Recommendation: use plain DDP (fastest) or ZeRO-2 for pi05 and similarly sized policies. Reach for ZeRO-3 only when a single replica no longer fits per GPU (much larger backbones / many-billion-parameter experts). ZeRO-3 is fully supported and validated for pi05 — training, checkpoint save, resume, offline checkpoint consolidation (convert_checkpoint.sh), and in-training validation all work — it is simply not the throughput-optimal choice at this model size.

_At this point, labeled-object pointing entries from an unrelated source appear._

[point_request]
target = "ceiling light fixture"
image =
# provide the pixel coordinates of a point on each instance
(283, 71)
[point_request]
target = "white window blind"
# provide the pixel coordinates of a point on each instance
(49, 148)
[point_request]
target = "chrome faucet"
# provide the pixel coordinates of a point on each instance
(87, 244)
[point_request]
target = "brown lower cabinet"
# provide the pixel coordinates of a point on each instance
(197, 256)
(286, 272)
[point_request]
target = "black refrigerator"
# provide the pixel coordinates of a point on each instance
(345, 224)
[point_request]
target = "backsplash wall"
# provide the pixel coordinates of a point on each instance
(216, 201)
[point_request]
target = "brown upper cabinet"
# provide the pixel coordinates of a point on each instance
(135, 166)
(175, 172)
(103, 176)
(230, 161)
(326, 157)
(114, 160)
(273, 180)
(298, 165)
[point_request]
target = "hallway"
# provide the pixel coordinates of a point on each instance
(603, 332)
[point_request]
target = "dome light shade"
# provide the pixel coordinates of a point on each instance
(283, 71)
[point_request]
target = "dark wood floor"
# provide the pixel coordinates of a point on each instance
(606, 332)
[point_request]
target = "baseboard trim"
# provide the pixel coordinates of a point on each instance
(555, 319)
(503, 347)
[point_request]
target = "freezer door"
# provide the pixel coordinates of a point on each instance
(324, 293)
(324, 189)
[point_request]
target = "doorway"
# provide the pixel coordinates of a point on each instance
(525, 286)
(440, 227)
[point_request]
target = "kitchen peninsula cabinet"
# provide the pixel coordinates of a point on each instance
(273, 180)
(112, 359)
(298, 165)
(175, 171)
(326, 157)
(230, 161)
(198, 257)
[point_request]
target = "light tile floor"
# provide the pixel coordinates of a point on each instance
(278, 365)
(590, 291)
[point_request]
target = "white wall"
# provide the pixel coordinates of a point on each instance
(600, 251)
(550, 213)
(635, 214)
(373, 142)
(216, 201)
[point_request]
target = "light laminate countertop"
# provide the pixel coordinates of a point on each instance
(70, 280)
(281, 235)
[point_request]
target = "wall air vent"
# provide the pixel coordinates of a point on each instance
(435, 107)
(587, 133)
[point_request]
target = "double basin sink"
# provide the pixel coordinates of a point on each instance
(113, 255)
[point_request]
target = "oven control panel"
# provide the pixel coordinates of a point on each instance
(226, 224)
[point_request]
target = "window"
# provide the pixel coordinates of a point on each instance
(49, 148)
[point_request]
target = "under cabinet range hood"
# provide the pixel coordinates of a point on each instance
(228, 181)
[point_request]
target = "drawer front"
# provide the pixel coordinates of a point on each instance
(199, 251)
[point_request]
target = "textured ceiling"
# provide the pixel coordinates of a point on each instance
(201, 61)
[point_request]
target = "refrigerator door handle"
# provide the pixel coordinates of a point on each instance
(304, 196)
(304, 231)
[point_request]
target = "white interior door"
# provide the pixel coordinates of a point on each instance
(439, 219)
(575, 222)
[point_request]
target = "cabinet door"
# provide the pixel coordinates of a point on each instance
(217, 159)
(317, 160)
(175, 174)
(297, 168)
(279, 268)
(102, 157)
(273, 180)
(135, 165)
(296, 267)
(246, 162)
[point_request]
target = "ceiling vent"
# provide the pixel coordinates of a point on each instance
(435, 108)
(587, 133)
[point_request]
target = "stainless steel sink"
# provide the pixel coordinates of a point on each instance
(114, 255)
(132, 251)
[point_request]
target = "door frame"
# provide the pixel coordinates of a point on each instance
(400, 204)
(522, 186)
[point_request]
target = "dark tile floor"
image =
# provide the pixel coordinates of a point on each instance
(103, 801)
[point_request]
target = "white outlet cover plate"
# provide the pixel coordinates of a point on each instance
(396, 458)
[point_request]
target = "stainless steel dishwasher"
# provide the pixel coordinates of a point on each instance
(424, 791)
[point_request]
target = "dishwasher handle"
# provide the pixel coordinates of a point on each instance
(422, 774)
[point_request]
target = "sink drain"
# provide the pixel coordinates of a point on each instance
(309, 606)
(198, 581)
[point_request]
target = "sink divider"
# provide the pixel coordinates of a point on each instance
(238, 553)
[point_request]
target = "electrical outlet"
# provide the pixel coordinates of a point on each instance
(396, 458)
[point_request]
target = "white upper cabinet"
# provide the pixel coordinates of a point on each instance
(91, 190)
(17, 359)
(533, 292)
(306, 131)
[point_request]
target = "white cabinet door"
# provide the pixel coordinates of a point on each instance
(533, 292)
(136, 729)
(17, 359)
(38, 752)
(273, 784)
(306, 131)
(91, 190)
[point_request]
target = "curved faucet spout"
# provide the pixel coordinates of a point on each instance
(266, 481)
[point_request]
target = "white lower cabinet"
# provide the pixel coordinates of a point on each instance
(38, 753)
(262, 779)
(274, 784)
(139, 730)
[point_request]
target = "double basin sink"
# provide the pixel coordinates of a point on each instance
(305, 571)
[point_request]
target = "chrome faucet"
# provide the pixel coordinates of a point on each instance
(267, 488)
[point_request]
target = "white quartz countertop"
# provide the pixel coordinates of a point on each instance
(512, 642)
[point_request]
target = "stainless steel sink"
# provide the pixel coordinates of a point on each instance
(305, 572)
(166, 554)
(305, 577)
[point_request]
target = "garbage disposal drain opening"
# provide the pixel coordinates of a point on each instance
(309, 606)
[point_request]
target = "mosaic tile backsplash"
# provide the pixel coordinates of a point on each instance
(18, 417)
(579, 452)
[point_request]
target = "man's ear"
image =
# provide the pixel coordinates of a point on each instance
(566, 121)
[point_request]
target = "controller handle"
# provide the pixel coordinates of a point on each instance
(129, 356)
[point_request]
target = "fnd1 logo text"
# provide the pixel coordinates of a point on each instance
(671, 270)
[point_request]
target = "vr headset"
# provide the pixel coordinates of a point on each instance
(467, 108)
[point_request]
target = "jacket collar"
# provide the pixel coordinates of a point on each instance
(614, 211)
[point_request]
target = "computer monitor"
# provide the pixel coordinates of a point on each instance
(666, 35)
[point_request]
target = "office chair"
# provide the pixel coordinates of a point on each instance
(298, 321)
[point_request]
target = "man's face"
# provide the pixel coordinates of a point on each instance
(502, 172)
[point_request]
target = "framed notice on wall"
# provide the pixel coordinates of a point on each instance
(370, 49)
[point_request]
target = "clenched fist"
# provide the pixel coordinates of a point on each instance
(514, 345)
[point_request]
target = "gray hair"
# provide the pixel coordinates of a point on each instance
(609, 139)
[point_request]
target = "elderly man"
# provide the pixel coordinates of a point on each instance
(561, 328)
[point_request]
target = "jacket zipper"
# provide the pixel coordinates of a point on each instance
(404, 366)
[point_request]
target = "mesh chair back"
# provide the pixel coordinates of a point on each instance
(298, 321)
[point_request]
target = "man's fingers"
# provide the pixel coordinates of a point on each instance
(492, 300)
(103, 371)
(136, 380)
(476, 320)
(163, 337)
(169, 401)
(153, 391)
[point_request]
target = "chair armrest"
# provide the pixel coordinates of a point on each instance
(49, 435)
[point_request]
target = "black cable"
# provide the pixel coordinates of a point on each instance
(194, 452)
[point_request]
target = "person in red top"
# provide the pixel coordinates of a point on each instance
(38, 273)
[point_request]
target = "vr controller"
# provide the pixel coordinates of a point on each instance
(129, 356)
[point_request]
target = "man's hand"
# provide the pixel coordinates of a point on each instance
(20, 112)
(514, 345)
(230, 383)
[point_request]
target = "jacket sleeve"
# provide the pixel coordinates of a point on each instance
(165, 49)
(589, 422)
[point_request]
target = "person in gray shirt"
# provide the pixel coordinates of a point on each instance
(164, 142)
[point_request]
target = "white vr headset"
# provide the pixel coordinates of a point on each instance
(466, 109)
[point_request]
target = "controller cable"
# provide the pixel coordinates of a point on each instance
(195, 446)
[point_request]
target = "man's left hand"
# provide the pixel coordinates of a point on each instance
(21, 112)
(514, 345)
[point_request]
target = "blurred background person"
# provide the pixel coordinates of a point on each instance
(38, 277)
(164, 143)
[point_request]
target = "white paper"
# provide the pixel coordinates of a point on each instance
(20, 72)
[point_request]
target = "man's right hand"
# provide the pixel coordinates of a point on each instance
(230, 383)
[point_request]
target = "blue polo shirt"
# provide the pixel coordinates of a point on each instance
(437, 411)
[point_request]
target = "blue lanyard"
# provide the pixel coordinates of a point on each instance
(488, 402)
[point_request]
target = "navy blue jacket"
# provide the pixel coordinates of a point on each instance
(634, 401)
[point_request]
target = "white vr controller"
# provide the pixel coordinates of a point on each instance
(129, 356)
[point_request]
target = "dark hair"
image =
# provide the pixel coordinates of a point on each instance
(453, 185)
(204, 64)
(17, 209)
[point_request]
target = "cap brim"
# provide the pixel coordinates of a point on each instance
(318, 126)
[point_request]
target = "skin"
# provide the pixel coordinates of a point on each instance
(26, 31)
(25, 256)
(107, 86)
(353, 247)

To reproduce, run the same config under each accelerate file (both at 8 ranks / gradient_accumulation_steps=1) and read the per-step time from the logs; samples/s = per_rank_batch × num_ranks ÷ sec_per_step:

COMMON="--policy.freeze_vision_encoder=false --policy.train_expert_only=false \
    --policy.use_torch_compile=false --policy.attention_implementation=sdpa \
    --batch_size=16 --dataloader_batch_size=16 --gradient_accumulation_steps=1"

# ZeRO-2
accelerate launch --config_file configs/examples/accelerate_deepspeed_config.yaml --num_processes 8 \
    src/opentau/scripts/train.py --config_path=configs/examples/pi05_training_config.json $COMMON

# ZeRO-3
accelerate launch --config_file configs/examples/accelerate_deepspeed_zero3_config.yaml \
    src/opentau/scripts/train.py --config_path=configs/examples/pi05_training_config.json $COMMON

Note

If a ZeRO-3 run OOMs from fragmentation (the error mentions “reserved but unallocated” memory), set PYTORCH_ALLOC_CONF=expandable_segments:True in the environment to recover the fragmented blocks.